Bug 29528 - Character encoding corruptions in the test set 'number'
Summary: Character encoding corruptions in the test set 'number'
Status: RESOLVED INVALID
Alias: None
Product: XPath / XQuery / XSLT
Classification: Unclassified
Component: XSLT 3.0 Test Suite (show other bugs)
Version: Working drafts
Hardware: PC All
: P2 normal
Target Milestone: ---
Assignee: Abel Braaksma
QA Contact: Mailing list for public feedback on specs from XSL and XML Query WGs
URL:
Whiteboard:
Keywords:
Depends on:
Blocks:
 
Reported: 2016-03-11 16:17 UTC by O'Neil Delpratt
Modified: 2016-10-20 14:35 UTC (History)
2 users (show)

See Also:


Attachments

Description O'Neil Delpratt 2016-03-11 16:17:46 UTC
We are hitting character encoding issues within the test suite in mercurial. Specifically in the test set 'number'. For example see the test case number-5075.

In some tools and environments the special characters are corrupted.

It maybe better to generate the characters using entity references to avoid these character encoding corruptions.
Comment 1 Abel Braaksma 2016-03-11 23:47:40 UTC
I am reluctant, there are many testsets that use non-ascii Unicode characters or even non-BMP Unicode characters. They don't seem to cause problems. So I'd rather try to find out why these particular tests are now causing trouble. Perhaps a simple BOM at the beginning of the file is missing and adding it will prevent Mercurial trying to treat it as ASCII and corrupt the file? Or we encode as UTF-16?
Comment 2 Abel Braaksma 2016-07-07 16:23:58 UTC
O'Neil, do you still have issues with this? Or was it resolved meanwhile?
Comment 3 Michael Kay 2016-10-19 19:13:09 UTC
Just to confirm, we are still having problems with this test-set - it is working in some environments and not others. We have yet to pin the issue down.
Comment 4 Michael Kay 2016-10-20 10:58:15 UTC
We have drilled more deeply into this problem and discovered that the difference between environments that work and those that don't is the choice of XML parser - Apache Xerces gets it right, the JDK parser (even in JDK 8) gets it wrong. It's unbelievable that the JDK parser is still buggy after so many years, but that seems to be the case.

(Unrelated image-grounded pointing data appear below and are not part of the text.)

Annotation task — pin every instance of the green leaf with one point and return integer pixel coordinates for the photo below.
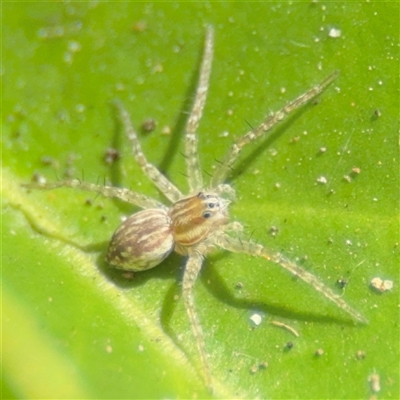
(74, 328)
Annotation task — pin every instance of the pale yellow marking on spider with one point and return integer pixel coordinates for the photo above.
(195, 224)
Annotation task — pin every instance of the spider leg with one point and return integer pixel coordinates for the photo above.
(126, 195)
(163, 184)
(192, 270)
(254, 249)
(222, 170)
(195, 178)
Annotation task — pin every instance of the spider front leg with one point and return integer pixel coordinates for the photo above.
(126, 195)
(224, 167)
(195, 178)
(190, 274)
(238, 246)
(163, 184)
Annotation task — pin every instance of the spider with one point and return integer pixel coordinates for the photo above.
(193, 225)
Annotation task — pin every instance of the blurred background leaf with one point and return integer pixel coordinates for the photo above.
(72, 328)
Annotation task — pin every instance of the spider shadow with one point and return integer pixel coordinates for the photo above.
(217, 286)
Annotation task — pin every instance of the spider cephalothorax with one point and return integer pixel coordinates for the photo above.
(192, 225)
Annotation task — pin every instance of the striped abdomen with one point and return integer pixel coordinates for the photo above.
(142, 241)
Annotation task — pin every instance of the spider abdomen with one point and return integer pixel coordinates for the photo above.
(142, 241)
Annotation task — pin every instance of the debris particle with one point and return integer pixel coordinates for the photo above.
(239, 285)
(341, 283)
(289, 345)
(111, 155)
(166, 130)
(375, 381)
(381, 285)
(334, 33)
(360, 355)
(319, 352)
(256, 319)
(347, 178)
(149, 125)
(273, 230)
(322, 180)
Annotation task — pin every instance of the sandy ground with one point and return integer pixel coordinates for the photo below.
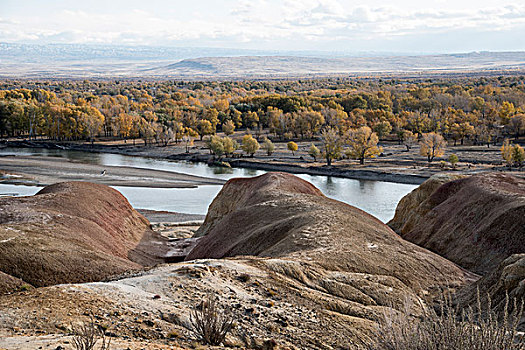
(42, 171)
(396, 164)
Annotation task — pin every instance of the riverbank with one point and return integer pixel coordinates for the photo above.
(43, 171)
(395, 165)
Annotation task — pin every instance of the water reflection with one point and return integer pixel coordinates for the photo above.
(375, 197)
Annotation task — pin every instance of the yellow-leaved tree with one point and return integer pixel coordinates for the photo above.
(362, 144)
(249, 145)
(432, 145)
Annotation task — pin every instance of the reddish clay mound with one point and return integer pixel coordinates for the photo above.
(504, 285)
(477, 222)
(281, 215)
(70, 232)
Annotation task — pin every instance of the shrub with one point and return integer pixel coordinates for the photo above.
(87, 334)
(209, 322)
(292, 146)
(453, 160)
(448, 328)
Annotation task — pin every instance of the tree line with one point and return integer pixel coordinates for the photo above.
(345, 114)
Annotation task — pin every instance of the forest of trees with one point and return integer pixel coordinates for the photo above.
(347, 115)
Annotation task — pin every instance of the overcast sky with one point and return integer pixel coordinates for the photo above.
(332, 25)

We will once again raise a JDK bug on this, and once again remind ourselves and our users always to use the Apache parser in preference.

Meanwhile, closing this bug.
Comment 5 Michael Kay 2016-10-20 14:35:08 UTC
For my own future reference, we raised essentially the same problem as a JDK bug here

http://bugs.java.com/bugdatabase/view_bug.do?bug_id=8145969

and it has been reported by others here:

http://bugs.java.com/bugdatabase/view_bug.do?bug_id=8058175

and they claim it is fixed in JDK 9.